Now you can add some texts, lyrics, poetry or Kraftwerk’s style “sprechgesang” to you Eurorack set-up!
Add the TextToSpeech click from MikroElektronika to your Emy, insert the SD card with the VAX firmware and enjoy the fun of the Dectalk Speech engine.
Text To Speech click is a mikroBUS™ add-on board that carries an Epson S1V30120 speech synthesis IC. The IC is powered by the Fonix DECtalk® v5 speech synthesis engine that can talk in US English, Castilian Spanish or Latin American Spanish, in one of nine pre-defined voices.
What is Dectalk
Dectalk was a speech synthesizer and text-to-speech technology developed by Digital Equipment Corporation in 1984, based largely on the work of Dennis Klatt at MIT.
The Dectalk Express what connected to the serial port and would simply speak what was being “printed”.
The synthesizer can process text and produce speech with 9 different voices.
The Dectalk engine includes a parser that gives users fine control over the quality, pitch, and intonation of the synthesized speech.
Dectalk can also be programmed to play phonemes and sing with quite a realistic expression.
[hxae<300,10>piy<300,10> brr<600,12>th<100>dey<600,10> tuw<600,15> yu<1200,14>_<120>]
[hxae<300,10>piy<300,10> brr<600,12>th<100>dey<600,10> tuw<600,17> yu<1200,15>_<120>]
[hxae<300,20>piy<300,20> brr<600,19>th<100>dey<600,15> tuw<600,17> yu<1200,15>]

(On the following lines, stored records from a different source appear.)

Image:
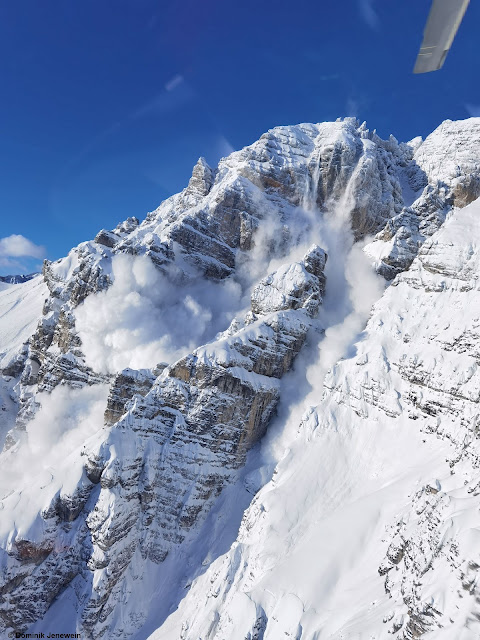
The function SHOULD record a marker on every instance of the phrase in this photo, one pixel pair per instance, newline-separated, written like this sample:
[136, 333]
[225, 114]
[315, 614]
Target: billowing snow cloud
[16, 246]
[143, 318]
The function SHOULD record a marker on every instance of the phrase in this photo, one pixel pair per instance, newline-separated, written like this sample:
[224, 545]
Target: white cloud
[369, 14]
[143, 318]
[16, 246]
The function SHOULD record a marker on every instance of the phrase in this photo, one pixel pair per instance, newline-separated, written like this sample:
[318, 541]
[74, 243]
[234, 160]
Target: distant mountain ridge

The command syntax for coding musical sequences is:
[phoneme<duration, pitch number>]
You can find a ready-to-use VAX-vox board here:
If you want to do this yourself: follow these instructions :
First, you will need to route the audio signal to Emy’s audio entry: just add a little wire from the audio jack to the audio pin.
Unfortunately, the S1V30120 chip is not releasing the SDO signal after use and thus generate a conflict with the micro SD card. (I’ve explained this issue to MikroElektronika and I hope they will update it in the next version.)
To avoid this, you will need to add a tri-state buffer (SN74HC125N) that will leave the SDO pin in high impedance state when not in use.
When not in use the CS pin is HIGH and therefore the SDO will stay in Z – high impedance.
When used the CS is LOW and the buffer allows the original SDO* signal to be copied to the SDO pin
I use hot glue to attach the buffer it on its back on top of the S1V30120.
Note that the trace arriving in the SDO pin has to be cut and routed into the buffer before going back to that pin.
Here is how to connect the buffer :
If needed, you can adjust the gain of Emy’s amplification circuit with the trim pot to set the audio output level.
There is a latency of 200 ms between the trigger and the start of the speech. This latency is very consistent so it allows the speech to stays in the tempo even if not exactly on the beat.
The firmware uses the gate going down to stop the speech, preparing the chip for the next utterance, so when sequencing some stutter-like speech in a loop they still fire up in sync with the tempo.
The various voice parameters are applied just before triggering the speech and are ineffective while speaking. They are applied to the next utterance. Best is to fiddle a bit with the knobs for the desired effects.